Question

The roots of the equation \[3{{x}^{2}}-4x+3=0\] are :
A.Real and unequal
B.Real and equal
C.Imaginary
D.None of these

Answer 1

Hint: -In this question, we will use the discriminant of a quadratic equation which is used to qualitatively check the roots of the quadratic equation whether the roots are real and distinct, real and equal or imaginary.

Complete step-by-step answer:
The most important formula that will be used in solving this question is as follows
So, the formula to calculate the discriminant of a quadratic equation is as follows
\[D=\sqrt{{{b}^{2}}-4ac}\]
(This is the discriminant of the quadratic equation \[a{{x}^{2}}+bx+c\])
 If D>0, then the quadratic equation has real and distinct roots.
If D=0, then the quadratic equation has real and equal roots.
If D<0, then the quadratic equation has imaginary roots.
As mentioned in the question, we have to check whether the roots of the given quadratic equation are real and distinct, real and equal or imaginary.
Now, using the formula that is given in the hint, we can calculate the discriminant of the given quadratic equation as follows
\[\begin{align}
  & 3{{x}^{2}}-4x+3=0 \\
 & \left[ D=\sqrt{{{b}^{2}}-4ac} \right] \\
 & \Rightarrow D=\sqrt{{{(-4)}^{2}}-4\times 3\times 3} \\
 & \Rightarrow D=\sqrt{16-36}=\sqrt{-20} \\
\end{align}\]
Now, as D<0, hence, the roots of the given quadratic equation are imaginary.
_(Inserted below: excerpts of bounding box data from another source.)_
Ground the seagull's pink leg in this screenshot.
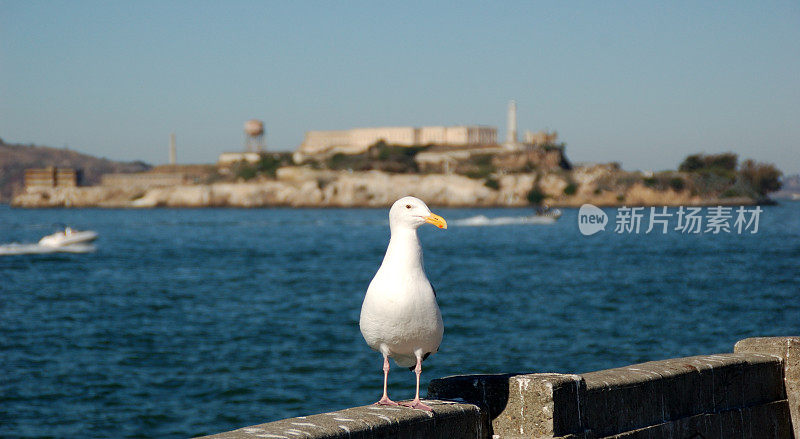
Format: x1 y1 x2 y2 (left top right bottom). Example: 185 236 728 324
401 355 433 412
375 355 398 405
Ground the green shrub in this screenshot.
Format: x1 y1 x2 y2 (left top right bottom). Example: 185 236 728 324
678 152 739 176
739 160 783 197
669 177 686 192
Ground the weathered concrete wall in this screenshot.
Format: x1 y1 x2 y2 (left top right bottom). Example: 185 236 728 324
198 337 800 439
198 400 488 439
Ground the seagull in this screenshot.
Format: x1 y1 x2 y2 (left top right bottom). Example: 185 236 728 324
359 197 447 411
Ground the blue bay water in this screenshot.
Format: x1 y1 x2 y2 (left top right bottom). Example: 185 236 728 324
0 203 800 437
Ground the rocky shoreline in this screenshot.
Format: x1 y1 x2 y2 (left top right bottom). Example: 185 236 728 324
12 165 755 208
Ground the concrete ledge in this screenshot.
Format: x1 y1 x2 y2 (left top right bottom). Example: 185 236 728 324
197 400 487 439
733 337 800 438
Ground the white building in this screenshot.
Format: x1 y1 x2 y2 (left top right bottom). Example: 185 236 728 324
295 125 497 161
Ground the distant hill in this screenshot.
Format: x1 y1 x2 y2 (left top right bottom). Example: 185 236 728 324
0 139 151 203
772 174 800 199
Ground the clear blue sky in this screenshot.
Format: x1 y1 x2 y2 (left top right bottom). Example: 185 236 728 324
0 0 800 173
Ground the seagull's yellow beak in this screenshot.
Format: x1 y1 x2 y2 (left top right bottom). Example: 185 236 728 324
425 213 447 229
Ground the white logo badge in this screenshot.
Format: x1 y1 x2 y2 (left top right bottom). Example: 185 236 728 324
578 204 608 236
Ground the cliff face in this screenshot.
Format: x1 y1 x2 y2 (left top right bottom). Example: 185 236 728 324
13 166 753 207
0 140 150 202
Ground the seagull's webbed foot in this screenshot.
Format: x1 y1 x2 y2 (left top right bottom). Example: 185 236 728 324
400 398 433 412
373 395 400 405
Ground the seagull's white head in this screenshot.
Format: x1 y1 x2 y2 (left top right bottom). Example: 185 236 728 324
389 197 447 229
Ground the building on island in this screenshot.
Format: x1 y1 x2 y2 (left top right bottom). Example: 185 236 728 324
25 166 81 188
294 125 497 162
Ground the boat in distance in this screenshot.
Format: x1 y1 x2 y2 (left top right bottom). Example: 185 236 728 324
39 227 97 247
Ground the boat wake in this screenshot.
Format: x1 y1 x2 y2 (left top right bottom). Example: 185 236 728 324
0 243 97 256
451 215 556 227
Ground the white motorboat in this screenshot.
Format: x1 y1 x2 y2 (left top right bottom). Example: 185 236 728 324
39 227 97 247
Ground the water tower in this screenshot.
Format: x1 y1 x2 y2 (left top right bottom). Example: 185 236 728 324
244 119 267 152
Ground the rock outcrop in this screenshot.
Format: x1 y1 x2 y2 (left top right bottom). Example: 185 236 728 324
13 165 753 208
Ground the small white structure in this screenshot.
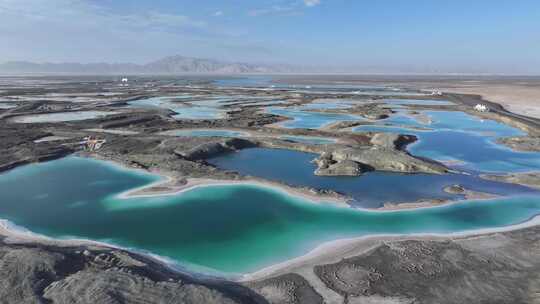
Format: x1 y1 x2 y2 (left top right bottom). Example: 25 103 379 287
80 136 107 151
474 103 489 112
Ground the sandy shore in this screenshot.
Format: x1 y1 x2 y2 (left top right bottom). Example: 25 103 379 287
243 215 540 282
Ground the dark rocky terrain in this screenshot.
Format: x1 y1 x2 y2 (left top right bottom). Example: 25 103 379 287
246 226 540 304
0 236 267 304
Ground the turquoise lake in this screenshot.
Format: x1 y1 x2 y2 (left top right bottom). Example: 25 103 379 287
208 148 540 208
0 157 540 275
267 107 364 129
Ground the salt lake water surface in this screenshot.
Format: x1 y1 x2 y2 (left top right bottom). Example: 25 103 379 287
0 157 540 275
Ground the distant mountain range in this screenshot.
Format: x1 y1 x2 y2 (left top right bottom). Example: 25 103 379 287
0 56 299 74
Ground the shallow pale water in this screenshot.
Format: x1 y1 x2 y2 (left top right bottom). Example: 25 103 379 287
384 99 455 106
160 130 249 137
0 157 540 274
0 102 17 110
280 135 336 145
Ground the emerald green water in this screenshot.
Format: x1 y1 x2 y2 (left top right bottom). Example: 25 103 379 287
0 157 540 274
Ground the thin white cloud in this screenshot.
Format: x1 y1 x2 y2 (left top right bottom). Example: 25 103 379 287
248 5 297 17
248 0 321 17
304 0 321 7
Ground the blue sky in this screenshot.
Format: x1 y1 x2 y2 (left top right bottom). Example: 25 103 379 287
0 0 540 74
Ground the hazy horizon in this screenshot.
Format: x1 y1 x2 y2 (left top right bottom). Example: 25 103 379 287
0 0 540 75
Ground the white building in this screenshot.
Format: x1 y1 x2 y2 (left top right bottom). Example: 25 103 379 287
474 103 489 112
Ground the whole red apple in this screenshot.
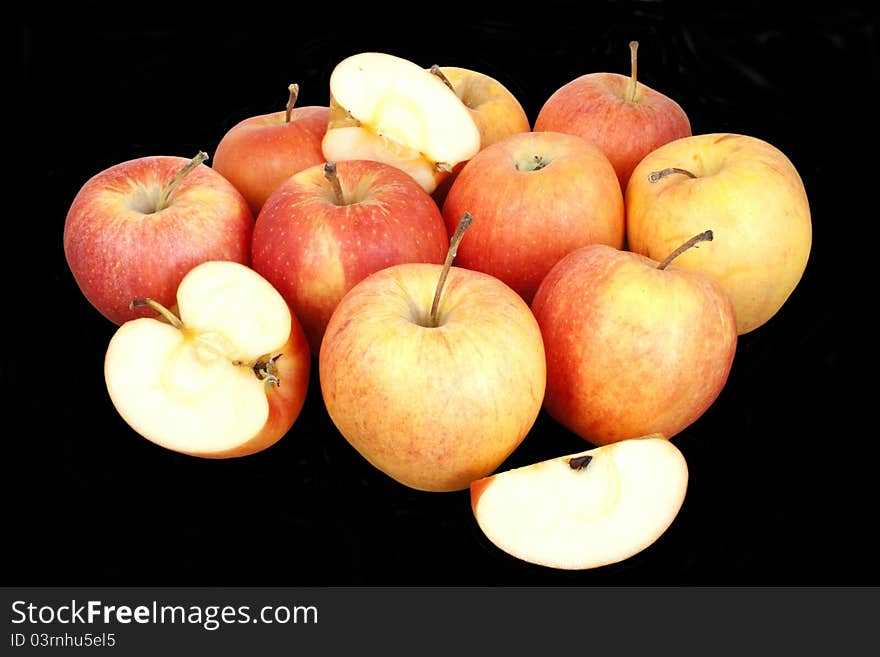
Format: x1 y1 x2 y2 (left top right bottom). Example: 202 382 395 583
535 41 691 190
253 160 449 355
532 231 737 445
64 153 254 324
214 84 330 216
443 132 625 303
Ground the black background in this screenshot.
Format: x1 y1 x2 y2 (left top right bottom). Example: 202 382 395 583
0 0 880 586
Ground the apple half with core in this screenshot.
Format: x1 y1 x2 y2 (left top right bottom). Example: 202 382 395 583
104 261 311 458
252 160 449 356
214 84 330 216
322 52 480 194
532 231 737 445
318 215 546 492
443 132 626 303
428 65 531 205
626 133 812 335
470 435 688 570
535 41 691 190
64 152 254 324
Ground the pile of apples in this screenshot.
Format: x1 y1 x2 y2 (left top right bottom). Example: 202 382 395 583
64 42 811 569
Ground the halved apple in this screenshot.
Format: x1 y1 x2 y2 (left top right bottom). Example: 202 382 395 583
104 261 311 458
322 52 480 193
471 434 688 570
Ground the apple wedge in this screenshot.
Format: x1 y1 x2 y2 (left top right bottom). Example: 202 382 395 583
322 52 480 193
104 261 310 458
471 434 688 570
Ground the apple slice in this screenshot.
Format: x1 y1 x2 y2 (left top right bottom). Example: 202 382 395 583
322 52 480 193
104 261 310 458
471 434 688 570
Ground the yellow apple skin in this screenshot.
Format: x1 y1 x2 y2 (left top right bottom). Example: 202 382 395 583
626 133 812 335
319 263 546 492
532 245 737 445
440 66 531 149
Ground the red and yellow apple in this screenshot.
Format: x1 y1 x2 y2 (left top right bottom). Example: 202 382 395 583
322 52 480 194
104 261 311 458
626 133 812 335
214 84 330 216
534 42 691 189
64 153 254 324
253 160 449 356
443 132 625 303
318 218 546 491
470 435 688 570
532 236 737 445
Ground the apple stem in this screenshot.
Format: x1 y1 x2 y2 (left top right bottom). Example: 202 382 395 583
284 82 299 123
128 298 183 330
324 162 345 205
657 230 714 269
431 64 455 93
568 454 593 470
428 212 474 328
155 151 208 212
648 167 696 183
626 41 639 103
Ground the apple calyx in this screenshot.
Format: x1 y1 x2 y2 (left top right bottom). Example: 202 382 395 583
248 354 284 388
626 41 639 103
428 212 474 328
129 297 284 388
657 230 714 269
284 82 299 123
324 162 347 205
153 151 208 212
648 167 697 183
514 154 552 171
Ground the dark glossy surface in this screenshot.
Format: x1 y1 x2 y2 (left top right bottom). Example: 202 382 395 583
2 1 880 586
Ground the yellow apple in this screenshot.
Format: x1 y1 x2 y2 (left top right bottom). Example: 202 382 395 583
625 133 812 335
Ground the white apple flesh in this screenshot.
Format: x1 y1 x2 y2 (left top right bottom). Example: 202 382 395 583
471 434 688 570
322 52 480 193
104 261 310 457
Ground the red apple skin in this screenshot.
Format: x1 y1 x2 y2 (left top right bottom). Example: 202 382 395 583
534 73 691 190
443 132 626 303
201 312 312 459
253 160 449 356
213 105 330 216
532 245 737 445
64 155 254 325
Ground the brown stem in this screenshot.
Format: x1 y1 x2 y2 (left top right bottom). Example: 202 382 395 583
626 41 639 103
128 298 183 329
155 151 208 212
284 82 299 123
431 64 455 93
657 230 713 269
648 167 696 183
324 162 345 205
428 212 474 328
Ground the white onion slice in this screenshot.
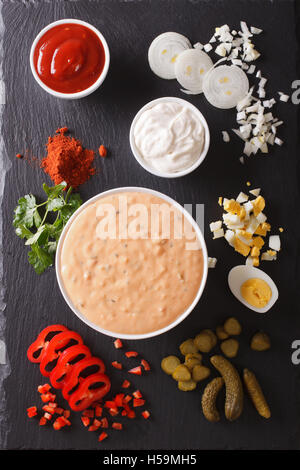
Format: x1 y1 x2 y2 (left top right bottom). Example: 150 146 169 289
148 32 192 80
203 65 249 109
175 49 213 94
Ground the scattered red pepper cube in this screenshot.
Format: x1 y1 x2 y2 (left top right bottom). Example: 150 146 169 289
122 380 131 388
98 431 108 442
27 406 37 418
115 393 124 407
99 145 107 157
82 410 95 418
111 423 123 431
133 398 145 408
128 366 142 375
142 410 150 419
95 405 103 418
108 408 119 416
63 410 71 418
141 359 151 370
125 351 139 357
81 416 90 426
42 405 55 415
111 361 123 370
38 384 51 393
101 418 108 429
114 338 123 349
53 418 63 431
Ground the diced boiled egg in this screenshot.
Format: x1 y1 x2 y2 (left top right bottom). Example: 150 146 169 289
228 262 278 313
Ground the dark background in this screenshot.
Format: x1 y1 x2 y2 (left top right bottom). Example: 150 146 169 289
3 0 300 450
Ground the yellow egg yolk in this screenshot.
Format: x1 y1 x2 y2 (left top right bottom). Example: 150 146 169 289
241 278 272 308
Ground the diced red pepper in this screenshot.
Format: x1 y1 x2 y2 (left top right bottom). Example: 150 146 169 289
125 351 139 357
101 418 108 429
111 361 123 370
95 405 103 417
82 410 95 418
99 145 107 157
133 398 145 408
27 406 37 418
42 405 55 415
141 359 151 370
38 384 51 394
128 366 142 375
98 431 108 442
81 416 90 426
111 423 123 431
115 393 125 407
114 339 123 349
122 380 131 388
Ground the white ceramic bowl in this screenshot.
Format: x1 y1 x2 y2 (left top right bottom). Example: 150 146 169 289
30 18 110 100
55 187 208 340
129 96 210 178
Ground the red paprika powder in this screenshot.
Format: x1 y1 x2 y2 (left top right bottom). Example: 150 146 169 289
41 127 96 188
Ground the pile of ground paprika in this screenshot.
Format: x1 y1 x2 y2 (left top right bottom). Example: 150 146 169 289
41 127 96 188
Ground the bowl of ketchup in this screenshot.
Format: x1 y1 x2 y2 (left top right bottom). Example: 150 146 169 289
30 19 110 99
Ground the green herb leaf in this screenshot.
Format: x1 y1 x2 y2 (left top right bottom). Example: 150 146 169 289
13 182 82 274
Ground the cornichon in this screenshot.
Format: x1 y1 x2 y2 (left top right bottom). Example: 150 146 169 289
210 356 244 421
201 377 224 423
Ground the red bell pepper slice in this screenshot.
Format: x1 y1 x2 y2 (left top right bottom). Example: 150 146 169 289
69 373 111 411
50 344 92 388
62 356 105 400
40 330 83 377
27 325 68 362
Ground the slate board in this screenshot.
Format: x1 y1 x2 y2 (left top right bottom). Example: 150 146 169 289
3 0 300 450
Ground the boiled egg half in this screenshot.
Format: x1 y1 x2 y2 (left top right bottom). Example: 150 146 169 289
228 265 278 313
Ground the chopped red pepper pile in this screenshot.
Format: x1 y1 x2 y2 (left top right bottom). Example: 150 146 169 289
27 325 111 411
27 325 150 442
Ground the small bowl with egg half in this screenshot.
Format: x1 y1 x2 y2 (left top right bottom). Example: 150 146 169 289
55 187 208 340
129 97 210 178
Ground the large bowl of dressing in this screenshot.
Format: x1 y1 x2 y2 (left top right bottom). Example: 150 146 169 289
56 187 208 339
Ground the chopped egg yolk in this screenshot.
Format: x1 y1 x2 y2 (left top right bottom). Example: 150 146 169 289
241 278 272 308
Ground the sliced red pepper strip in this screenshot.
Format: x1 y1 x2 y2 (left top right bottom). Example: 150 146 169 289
69 373 111 411
50 344 92 388
40 330 83 377
128 366 142 375
27 325 68 362
62 356 105 400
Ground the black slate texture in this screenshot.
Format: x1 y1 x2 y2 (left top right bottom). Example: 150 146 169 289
3 0 300 450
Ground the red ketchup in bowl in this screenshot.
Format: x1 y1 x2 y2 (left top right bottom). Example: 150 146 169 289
33 23 105 93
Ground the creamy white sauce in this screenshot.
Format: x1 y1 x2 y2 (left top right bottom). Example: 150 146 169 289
133 101 205 173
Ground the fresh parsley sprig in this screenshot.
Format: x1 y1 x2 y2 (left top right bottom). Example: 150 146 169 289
13 182 82 274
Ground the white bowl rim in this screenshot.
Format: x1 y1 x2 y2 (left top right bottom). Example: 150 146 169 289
129 96 210 178
55 186 208 340
30 18 110 100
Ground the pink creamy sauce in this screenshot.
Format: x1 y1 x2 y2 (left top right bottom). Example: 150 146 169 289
61 192 203 334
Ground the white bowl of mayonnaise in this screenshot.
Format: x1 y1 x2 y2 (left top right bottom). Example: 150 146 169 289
129 97 210 178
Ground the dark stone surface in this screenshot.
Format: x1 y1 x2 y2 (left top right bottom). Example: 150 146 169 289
3 0 300 449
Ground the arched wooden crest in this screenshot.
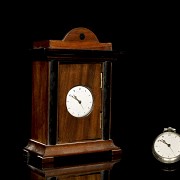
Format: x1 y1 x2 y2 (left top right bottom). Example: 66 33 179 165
33 27 112 51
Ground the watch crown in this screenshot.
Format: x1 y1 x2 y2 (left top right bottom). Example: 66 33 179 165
164 127 176 132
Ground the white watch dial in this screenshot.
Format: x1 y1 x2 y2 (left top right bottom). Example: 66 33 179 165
153 127 180 163
66 86 93 118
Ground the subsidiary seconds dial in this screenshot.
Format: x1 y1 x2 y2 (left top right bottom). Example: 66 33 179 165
66 85 93 118
152 127 180 164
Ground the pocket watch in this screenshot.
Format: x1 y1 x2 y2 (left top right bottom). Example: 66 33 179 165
152 127 180 164
66 85 93 118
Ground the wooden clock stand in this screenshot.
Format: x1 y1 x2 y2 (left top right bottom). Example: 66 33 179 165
23 27 122 163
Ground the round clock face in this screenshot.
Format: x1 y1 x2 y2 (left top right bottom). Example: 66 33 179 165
152 131 180 164
66 86 93 118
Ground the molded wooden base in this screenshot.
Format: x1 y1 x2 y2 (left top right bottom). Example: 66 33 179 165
23 139 122 167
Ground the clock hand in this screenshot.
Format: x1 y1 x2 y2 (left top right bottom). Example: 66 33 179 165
73 95 81 104
70 95 84 109
159 139 170 147
159 139 174 154
69 94 81 104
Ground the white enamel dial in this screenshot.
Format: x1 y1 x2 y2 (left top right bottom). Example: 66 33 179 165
153 127 180 163
66 86 93 118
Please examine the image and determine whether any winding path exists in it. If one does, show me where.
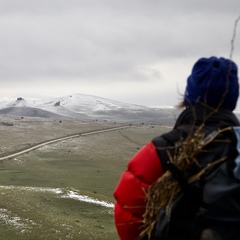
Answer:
[0,125,130,161]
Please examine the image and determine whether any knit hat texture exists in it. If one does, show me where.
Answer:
[184,57,239,110]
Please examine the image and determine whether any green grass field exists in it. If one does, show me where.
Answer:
[0,116,171,240]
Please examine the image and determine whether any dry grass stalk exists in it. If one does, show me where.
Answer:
[140,127,232,239]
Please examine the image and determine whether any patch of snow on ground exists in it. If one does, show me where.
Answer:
[0,208,35,232]
[0,186,114,208]
[61,191,113,208]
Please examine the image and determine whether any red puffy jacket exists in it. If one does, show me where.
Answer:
[114,142,163,240]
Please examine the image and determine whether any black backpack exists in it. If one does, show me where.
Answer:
[151,126,239,240]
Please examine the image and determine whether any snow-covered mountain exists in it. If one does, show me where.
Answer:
[0,93,177,124]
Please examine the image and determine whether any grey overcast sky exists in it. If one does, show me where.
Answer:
[0,0,240,106]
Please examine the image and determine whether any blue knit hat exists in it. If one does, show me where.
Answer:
[184,57,239,110]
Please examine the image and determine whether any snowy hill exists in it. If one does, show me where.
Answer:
[0,93,177,124]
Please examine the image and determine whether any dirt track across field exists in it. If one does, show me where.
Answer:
[0,125,130,161]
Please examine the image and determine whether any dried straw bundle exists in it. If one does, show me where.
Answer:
[140,127,232,239]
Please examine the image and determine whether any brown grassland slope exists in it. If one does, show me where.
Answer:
[0,116,169,240]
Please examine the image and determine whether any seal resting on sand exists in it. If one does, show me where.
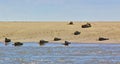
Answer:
[98,37,109,41]
[39,40,48,45]
[5,38,11,42]
[63,41,71,46]
[54,37,61,41]
[13,42,23,46]
[74,31,81,35]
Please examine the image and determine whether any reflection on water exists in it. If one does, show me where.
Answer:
[0,43,120,64]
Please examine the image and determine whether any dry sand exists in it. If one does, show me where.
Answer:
[0,22,120,43]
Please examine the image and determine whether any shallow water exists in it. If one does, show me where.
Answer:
[0,43,120,64]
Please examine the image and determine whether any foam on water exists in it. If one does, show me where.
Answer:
[0,43,120,64]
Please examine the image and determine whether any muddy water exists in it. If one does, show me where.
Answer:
[0,43,120,64]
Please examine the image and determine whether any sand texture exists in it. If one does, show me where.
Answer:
[0,22,120,43]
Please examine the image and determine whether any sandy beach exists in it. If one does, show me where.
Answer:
[0,22,120,43]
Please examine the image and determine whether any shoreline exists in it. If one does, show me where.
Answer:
[0,22,120,44]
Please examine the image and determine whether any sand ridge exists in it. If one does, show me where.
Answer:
[0,22,120,43]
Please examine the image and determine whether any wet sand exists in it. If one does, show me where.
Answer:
[0,22,120,43]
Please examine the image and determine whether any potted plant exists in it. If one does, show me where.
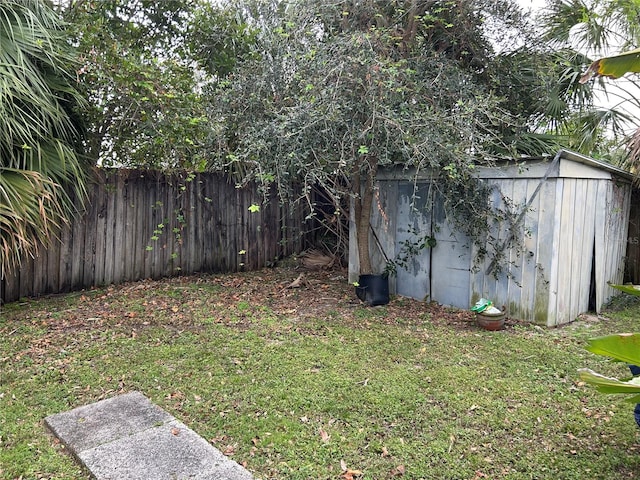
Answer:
[471,298,506,331]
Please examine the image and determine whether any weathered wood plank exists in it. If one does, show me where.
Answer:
[2,170,306,301]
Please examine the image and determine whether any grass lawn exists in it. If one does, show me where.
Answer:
[0,269,640,480]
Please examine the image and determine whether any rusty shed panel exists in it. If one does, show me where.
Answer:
[350,151,631,326]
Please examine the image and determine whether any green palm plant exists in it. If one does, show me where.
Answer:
[0,0,87,276]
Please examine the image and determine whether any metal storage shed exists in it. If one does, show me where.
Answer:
[349,150,632,326]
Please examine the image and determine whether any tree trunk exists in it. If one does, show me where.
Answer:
[353,156,378,275]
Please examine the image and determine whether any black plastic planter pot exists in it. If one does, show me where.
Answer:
[356,275,389,306]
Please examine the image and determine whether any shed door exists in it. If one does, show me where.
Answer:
[396,183,471,308]
[395,182,431,300]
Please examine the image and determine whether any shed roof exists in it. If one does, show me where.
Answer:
[378,149,634,182]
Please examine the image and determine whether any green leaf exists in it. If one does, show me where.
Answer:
[586,333,640,365]
[609,283,640,296]
[580,48,640,83]
[578,368,640,402]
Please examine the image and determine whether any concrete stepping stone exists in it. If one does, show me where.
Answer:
[45,392,253,480]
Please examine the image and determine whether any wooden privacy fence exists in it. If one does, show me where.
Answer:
[0,170,308,302]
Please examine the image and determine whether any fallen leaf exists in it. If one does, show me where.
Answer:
[342,468,362,480]
[391,465,406,477]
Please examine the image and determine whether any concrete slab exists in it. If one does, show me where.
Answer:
[45,392,253,480]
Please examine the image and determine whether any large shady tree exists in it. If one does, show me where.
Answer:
[209,0,536,274]
[0,0,86,274]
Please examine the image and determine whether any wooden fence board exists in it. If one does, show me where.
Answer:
[0,170,310,302]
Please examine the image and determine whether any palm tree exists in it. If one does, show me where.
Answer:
[541,0,640,170]
[0,0,86,276]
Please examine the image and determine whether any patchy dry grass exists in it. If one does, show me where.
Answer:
[0,269,640,479]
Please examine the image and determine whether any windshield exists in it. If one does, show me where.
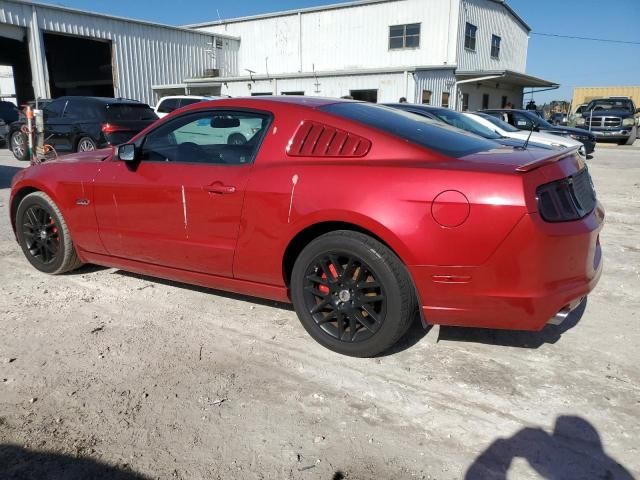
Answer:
[585,98,633,112]
[320,102,501,158]
[431,109,502,140]
[472,113,520,132]
[107,103,158,122]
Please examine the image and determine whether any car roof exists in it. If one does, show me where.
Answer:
[195,95,344,108]
[55,96,145,105]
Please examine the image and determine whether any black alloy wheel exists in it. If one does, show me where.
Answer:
[21,205,60,265]
[289,230,417,357]
[304,252,387,342]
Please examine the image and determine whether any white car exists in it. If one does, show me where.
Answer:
[464,112,587,157]
[153,95,226,118]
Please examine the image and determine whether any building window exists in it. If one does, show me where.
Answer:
[442,92,449,108]
[462,93,469,112]
[464,22,478,52]
[482,93,489,109]
[389,23,420,50]
[491,35,502,58]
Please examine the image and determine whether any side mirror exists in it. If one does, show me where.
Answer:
[118,143,136,162]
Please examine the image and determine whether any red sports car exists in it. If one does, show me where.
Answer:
[11,97,604,356]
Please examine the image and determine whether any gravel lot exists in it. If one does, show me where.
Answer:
[0,146,640,480]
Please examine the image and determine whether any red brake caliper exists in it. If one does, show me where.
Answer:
[318,263,338,293]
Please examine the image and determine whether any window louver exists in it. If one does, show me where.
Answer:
[287,120,371,158]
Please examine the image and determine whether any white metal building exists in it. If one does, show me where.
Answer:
[0,0,239,104]
[190,0,555,110]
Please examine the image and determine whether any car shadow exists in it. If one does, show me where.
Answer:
[113,270,293,311]
[0,165,22,188]
[0,444,149,480]
[438,298,587,349]
[464,415,633,480]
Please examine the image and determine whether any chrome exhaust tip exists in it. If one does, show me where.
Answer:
[547,307,571,325]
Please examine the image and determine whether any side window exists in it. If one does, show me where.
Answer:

Note:-It is very important to know the principle of discriminant of a quadratic equation and also, that
If D>0, then the quadratic equation has real and distinct roots.
If D=0, then the quadratic equation has real and equal roots.
If D<0, then the quadratic equation has imaginary roots.
Because without knowing these relations, one can never get to the correct solution.